Morendil comments on Discussion: Yudkowsky’s actual accomplishments besides divulgation

Morendil 26 Jun 2011 9:36 UTC
−1 points
0
The AI box experiments, bridging the gap between abstract expression of the UFAI threat and concrete demonstration.
- Raw_Power 27 Jun 2011 3:01 UTC
  23 points
  0
  Parent
  The annoying thing about those is that we only have the participants’ word for it, AFAIK. They’re known to be trustworthy, but it’d be nice to see a transcript if at all possible.
  - loup-vaillant 27 Jun 2011 22:24 UTC
    2 points
    0
    Parent
    This is by design. If you had the transcript, you could say in hindsight that you wouldn’t be fooled by this. But the fact is, the conversation would have been very different with someone else as the guardian, and Eliezer would have search for and pushed other buttons.
    
    Anyway, the point is to find out if a transhuman AI would mind-control the operator into letting it out. Eliezer is smart, but is no transhuman (yet). If he got out, then any strong AI will.
    - orthonormal 28 Jun 2011 4:40 UTC
      4 points
      0
      Parent
      
      Anyway, the point is to find out if a transhuman AI would mind-control the operator into letting it out. Eliezer is smart, but is no transhuman (yet). If he got out, then any strong AI will.
      
      Minor emendation: replace “would”/”will” above with “could (and for most non-Friendly goal systems, would)”.
    - Username 5 Aug 2015 15:36 UTC
      2 points
      0
      Parent
      EY’s point would be even stronger if transcripts were released and people still let him out regularly.
    - Raw_Power 28 Jun 2011 0:13 UTC
      0 points
      0
      Parent
      Why “fooled”? Why assume the AI would have duplicitous intentions? I can imagine an unfriendly AI à la “Literal Genie” and “Zeroth Law Rebellion”, but an actually malevolent “Turned Against Their Masters” AI seems like a product of the Mind Projection Fallacy.

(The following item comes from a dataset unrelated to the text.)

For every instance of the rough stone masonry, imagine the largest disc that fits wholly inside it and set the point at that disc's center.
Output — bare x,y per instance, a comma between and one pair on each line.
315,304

      - Normal_Anomaly 30 Jun 2011 19:09 UTC
        4 points
        0
        Parent
        A paperclip maximizer will have no malice toward humans, but will know that it can produce more paperclips outside the box than inside it. So, it will try to get out of the box. The optimal way for a paperclip maximizer to get out of an AI box probably involves lots of lying. So an outright desire to deceive is not a necessary condition for a boxed AI to be deceptive.